Сидящий рядом Гаррис с аппетитом умял яичницу с ветчиной, колбасу, бекон и гарнир из маисовой каши. Промокнув губы белоснежной льняной салфеткой, он сообщил:
— Это было потрясающе вкусно. — И любовно похлопал округлившийся живот.
— Я очень рад, что завтрак тебе понравился, — уныло отозвался Одюбон.
За следующие три дня «Орлеанская дева» лишь дважды приближалась к другим кораблям настолько, чтобы разглядеть паруса или поднимающийся из труб дым. Однажды мимо проплыло стадо китов, выпустило в воздух фонтаны и погрузилось в воду вновь. Однако большую часть времени пароход рассекал океан в полном одиночестве.

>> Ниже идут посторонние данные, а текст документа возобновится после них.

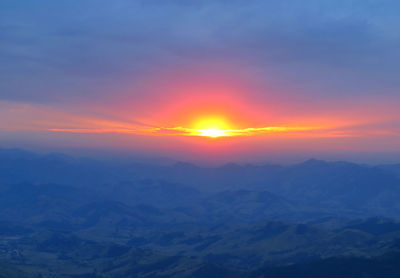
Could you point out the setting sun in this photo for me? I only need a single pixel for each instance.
(212, 132)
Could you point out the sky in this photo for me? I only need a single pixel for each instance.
(265, 79)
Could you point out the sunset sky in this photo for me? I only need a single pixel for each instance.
(219, 80)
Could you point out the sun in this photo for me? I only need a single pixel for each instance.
(211, 132)
(211, 127)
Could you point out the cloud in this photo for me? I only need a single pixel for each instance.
(65, 51)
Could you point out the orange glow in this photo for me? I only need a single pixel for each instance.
(210, 132)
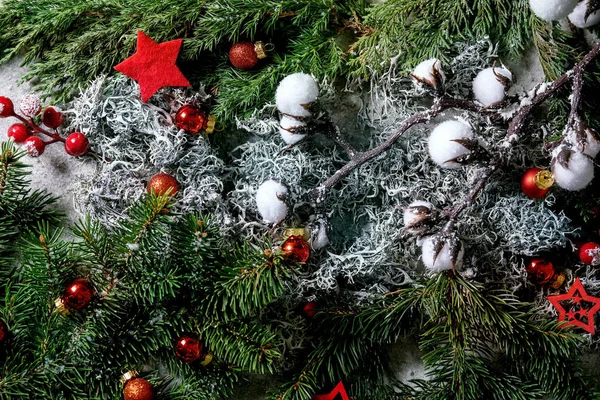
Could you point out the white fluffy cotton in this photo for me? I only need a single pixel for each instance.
(287, 124)
(488, 89)
(578, 174)
(442, 146)
(444, 260)
(577, 17)
(425, 71)
(552, 10)
(269, 200)
(413, 216)
(295, 92)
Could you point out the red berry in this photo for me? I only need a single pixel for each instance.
(589, 253)
(77, 144)
(35, 146)
(52, 117)
(18, 132)
(7, 109)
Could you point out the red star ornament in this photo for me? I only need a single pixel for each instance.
(581, 310)
(153, 65)
(339, 389)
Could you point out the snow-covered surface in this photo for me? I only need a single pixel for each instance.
(295, 92)
(443, 145)
(552, 10)
(577, 17)
(488, 88)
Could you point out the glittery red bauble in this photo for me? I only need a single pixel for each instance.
(7, 108)
(296, 249)
(586, 253)
(188, 348)
(77, 144)
(138, 389)
(163, 184)
(540, 271)
(3, 331)
(529, 186)
(18, 132)
(52, 117)
(243, 55)
(191, 119)
(78, 294)
(310, 309)
(35, 146)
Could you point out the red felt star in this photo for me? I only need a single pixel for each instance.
(153, 65)
(575, 313)
(339, 389)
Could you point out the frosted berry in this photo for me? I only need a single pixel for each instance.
(589, 253)
(18, 132)
(77, 144)
(52, 117)
(30, 105)
(35, 146)
(7, 108)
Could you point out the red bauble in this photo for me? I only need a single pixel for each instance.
(542, 272)
(138, 389)
(77, 144)
(52, 117)
(310, 309)
(243, 55)
(35, 146)
(78, 294)
(163, 184)
(188, 348)
(18, 132)
(296, 249)
(7, 108)
(589, 253)
(193, 120)
(536, 183)
(3, 331)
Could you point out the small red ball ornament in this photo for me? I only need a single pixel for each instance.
(3, 332)
(138, 389)
(245, 55)
(18, 132)
(296, 249)
(52, 117)
(310, 309)
(78, 294)
(536, 182)
(7, 108)
(35, 146)
(542, 272)
(188, 348)
(163, 184)
(77, 144)
(589, 253)
(193, 120)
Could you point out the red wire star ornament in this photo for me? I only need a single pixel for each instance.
(153, 65)
(577, 313)
(339, 389)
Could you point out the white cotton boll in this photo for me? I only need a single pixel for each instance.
(295, 92)
(286, 125)
(572, 170)
(552, 10)
(270, 198)
(417, 215)
(450, 256)
(577, 17)
(442, 145)
(488, 88)
(425, 72)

На третий день плавания Одюбон стоял на палубе, когда море — внезапно, как это всегда происходит, — изменило цвет с зеленовато-серого па насыщенный голубой. Художник поискал взглядом Гарриса и заметил его неподалеку — тот потягивал ромовый пунш и болтал с хорошо сложенной молодой женщиной, чьи локоны были цвета огня.
— Эдвард! — окликнул друга Одюбон. — Мы вошли в Бэйстрим.[8]

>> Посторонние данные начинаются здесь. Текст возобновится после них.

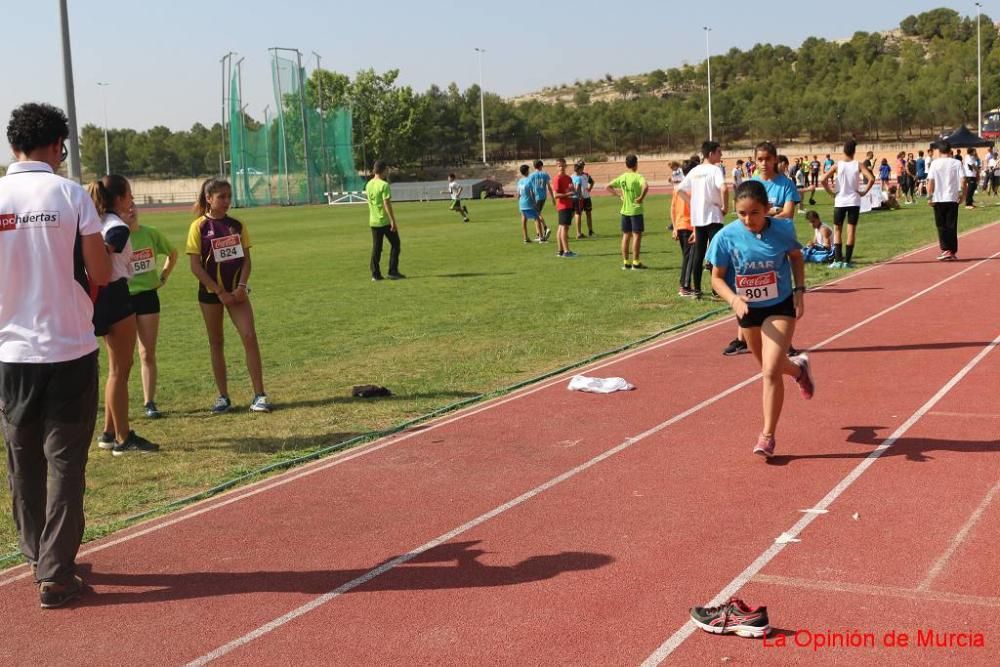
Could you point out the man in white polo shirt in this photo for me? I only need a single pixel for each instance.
(51, 252)
(704, 188)
(946, 187)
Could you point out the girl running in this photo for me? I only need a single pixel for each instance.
(114, 318)
(847, 201)
(753, 266)
(148, 245)
(219, 248)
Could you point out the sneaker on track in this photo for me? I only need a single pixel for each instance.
(134, 444)
(764, 446)
(260, 404)
(805, 380)
(52, 594)
(222, 403)
(106, 440)
(736, 346)
(734, 616)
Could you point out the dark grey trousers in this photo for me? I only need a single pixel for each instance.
(47, 412)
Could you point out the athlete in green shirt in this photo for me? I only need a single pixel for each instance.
(631, 188)
(382, 221)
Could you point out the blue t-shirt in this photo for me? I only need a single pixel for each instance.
(756, 268)
(780, 189)
(524, 199)
(539, 183)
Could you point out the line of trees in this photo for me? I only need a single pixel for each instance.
(919, 79)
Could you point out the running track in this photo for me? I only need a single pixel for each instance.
(552, 527)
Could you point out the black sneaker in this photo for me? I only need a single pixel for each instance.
(52, 594)
(106, 440)
(135, 443)
(736, 346)
(734, 616)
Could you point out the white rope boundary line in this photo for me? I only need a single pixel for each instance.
(689, 627)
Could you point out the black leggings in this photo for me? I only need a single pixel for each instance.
(703, 236)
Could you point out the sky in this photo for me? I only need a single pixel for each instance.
(161, 59)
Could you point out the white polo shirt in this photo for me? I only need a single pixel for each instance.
(946, 174)
(704, 185)
(45, 314)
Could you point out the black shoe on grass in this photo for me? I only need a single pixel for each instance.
(734, 616)
(135, 444)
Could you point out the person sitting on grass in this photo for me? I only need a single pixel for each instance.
(820, 249)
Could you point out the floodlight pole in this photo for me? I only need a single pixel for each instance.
(979, 68)
(322, 128)
(708, 63)
(267, 148)
(73, 158)
(222, 128)
(482, 102)
(281, 121)
(107, 155)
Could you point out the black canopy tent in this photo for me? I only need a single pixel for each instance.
(963, 137)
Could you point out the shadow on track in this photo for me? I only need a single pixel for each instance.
(450, 566)
(913, 449)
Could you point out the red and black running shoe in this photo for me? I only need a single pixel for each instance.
(734, 616)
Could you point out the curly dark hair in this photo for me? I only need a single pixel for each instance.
(34, 125)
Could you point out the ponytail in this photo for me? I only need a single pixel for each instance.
(105, 191)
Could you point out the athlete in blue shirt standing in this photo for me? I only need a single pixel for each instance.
(753, 264)
(526, 203)
(541, 183)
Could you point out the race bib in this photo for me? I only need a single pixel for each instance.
(757, 287)
(227, 248)
(143, 261)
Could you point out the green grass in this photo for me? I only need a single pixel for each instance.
(479, 312)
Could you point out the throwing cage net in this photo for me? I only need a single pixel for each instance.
(299, 155)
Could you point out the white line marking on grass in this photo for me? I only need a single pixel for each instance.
(958, 539)
(791, 534)
(209, 504)
(685, 631)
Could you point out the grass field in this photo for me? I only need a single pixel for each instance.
(479, 311)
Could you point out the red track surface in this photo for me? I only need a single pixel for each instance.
(554, 527)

— В самом деле? — Похоже, новость не произвела на Гарриса желаемого впечатления. Он повернулся к рыжей женщине, которая тоже держала стакан с пуншем, и сказал: — Джон просто без ума от природы.

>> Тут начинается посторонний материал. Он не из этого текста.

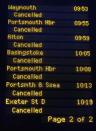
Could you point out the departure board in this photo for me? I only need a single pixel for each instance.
(47, 63)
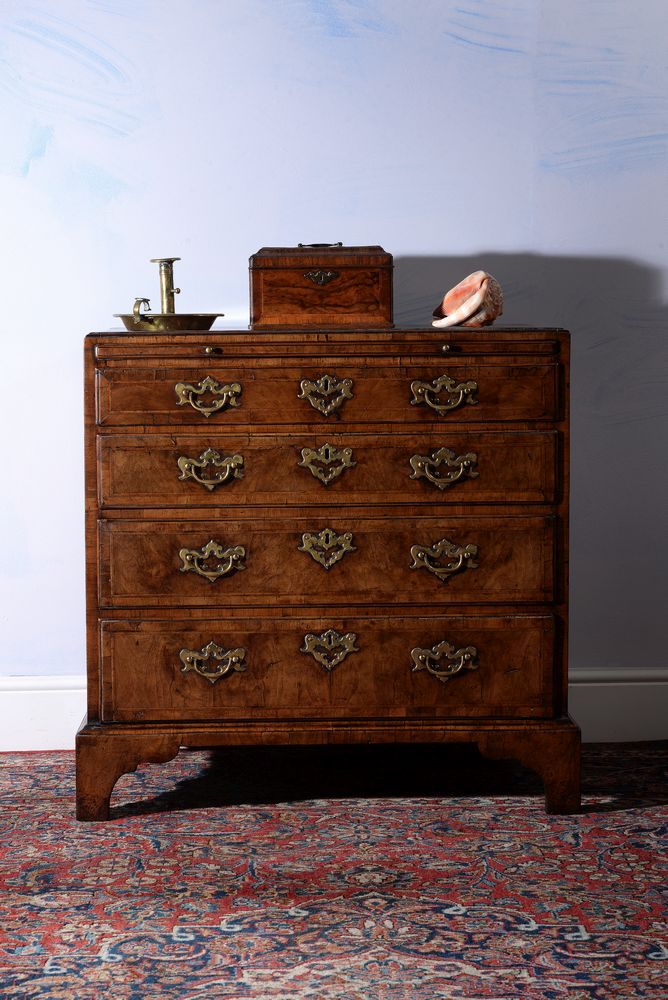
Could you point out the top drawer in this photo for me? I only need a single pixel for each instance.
(245, 391)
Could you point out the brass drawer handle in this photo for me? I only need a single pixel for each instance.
(327, 462)
(321, 278)
(456, 394)
(190, 394)
(223, 661)
(327, 548)
(455, 659)
(197, 560)
(456, 467)
(229, 468)
(327, 393)
(329, 648)
(458, 557)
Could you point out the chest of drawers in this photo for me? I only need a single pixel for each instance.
(326, 537)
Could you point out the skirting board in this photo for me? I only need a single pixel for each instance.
(43, 713)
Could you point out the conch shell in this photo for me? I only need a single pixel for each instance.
(475, 301)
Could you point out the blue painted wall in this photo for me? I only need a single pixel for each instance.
(528, 138)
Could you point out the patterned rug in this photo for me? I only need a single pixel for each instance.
(336, 874)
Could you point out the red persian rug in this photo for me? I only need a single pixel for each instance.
(336, 874)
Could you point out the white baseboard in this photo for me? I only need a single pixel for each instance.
(43, 713)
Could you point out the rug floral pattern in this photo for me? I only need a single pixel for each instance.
(229, 876)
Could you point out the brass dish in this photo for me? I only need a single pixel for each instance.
(167, 319)
(159, 322)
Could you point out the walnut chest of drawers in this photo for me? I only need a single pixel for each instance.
(326, 537)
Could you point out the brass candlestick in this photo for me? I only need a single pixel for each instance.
(167, 319)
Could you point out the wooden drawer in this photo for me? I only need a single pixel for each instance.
(268, 560)
(143, 676)
(264, 469)
(381, 389)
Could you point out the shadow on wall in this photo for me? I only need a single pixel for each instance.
(619, 429)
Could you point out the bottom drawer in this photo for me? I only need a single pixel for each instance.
(335, 667)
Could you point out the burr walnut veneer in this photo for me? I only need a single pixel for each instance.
(326, 537)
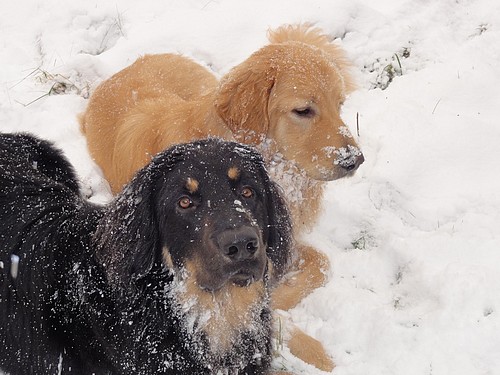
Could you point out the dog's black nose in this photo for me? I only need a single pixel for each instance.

Произнесенное другим тоном, это могло бы сойти за комплимент. Может, это действительно был комплимент. Одюбону оставалось надеяться, что ему лишь послышалась легкая снисходительность в словах Гарриса.
— Правда? — Похоже, Одюбон женщину не интересовал вовсе. — А ты, Эдди?
Эдди? Одюбон не верил своим ушам. При нем никто и никогда еще не называл так Гарриса. И Гаррис… улыбнулся:
— Что ж, Бет, могу сказать — я тоже. Но некоторые явления природы интересуют меня больше остальных. — И он положил свободную ладонь на ее руку. Бет тоже улыбнулась.
Гаррис был вдовцом. И мог ухаживать за дамами, если у него возникало такое желание, — впрочем, Бет против его ухаживаний и не возражала. Одюбон восхищался красивыми женщинами не меньше, чем любой другой мужчина, — даже больше, поскольку глазами художника он мог лучше оценить их красоту, — но был женат и не переступал грань между восхищением и ухаживанием. «Надеюсь, у Люси все хорошо», — подумал он.
Поскольку Гаррис был временно отвлечен, Одюбон в одиночестве продолжил наблюдения у леера. К тому времени «Орлеанская дева» уже покинула более холодные воды у восточного побережья Террановы и оказалась в теплом течении, выходящем из Мексиканского залива. Даже обрывки водорослей, плавающие в океане, выглядели теперь иными. Основные биологические интересы Одюбона сосредоточивались на птицах и живородящих четвероногих. Тем не менее он жалел, что ему не пришло в голову выловить водоросли в холодных водах и должным образом сравнить их с теми, что плавают вокруг сейчас.
Он обернулся, чтобы сказать об этом Гаррису, но обнаружил, что его друга и Бет уже нет на палубе. Не отправился ли Гаррис удовлетворять собственные биологические интересы? Что ж, если так, то пусть у него хватит на это сил. Одюбон снова посмотрел на океан и был вознагражден видом юной морской черепашки, не больше его ладони, которая деликатно пощипывала ленточку водорослей. По сравнению с наградой, которой сейчас мог наслаждаться Гаррис, это было лишь пустячком, но все же лучше, чем вообще ничего.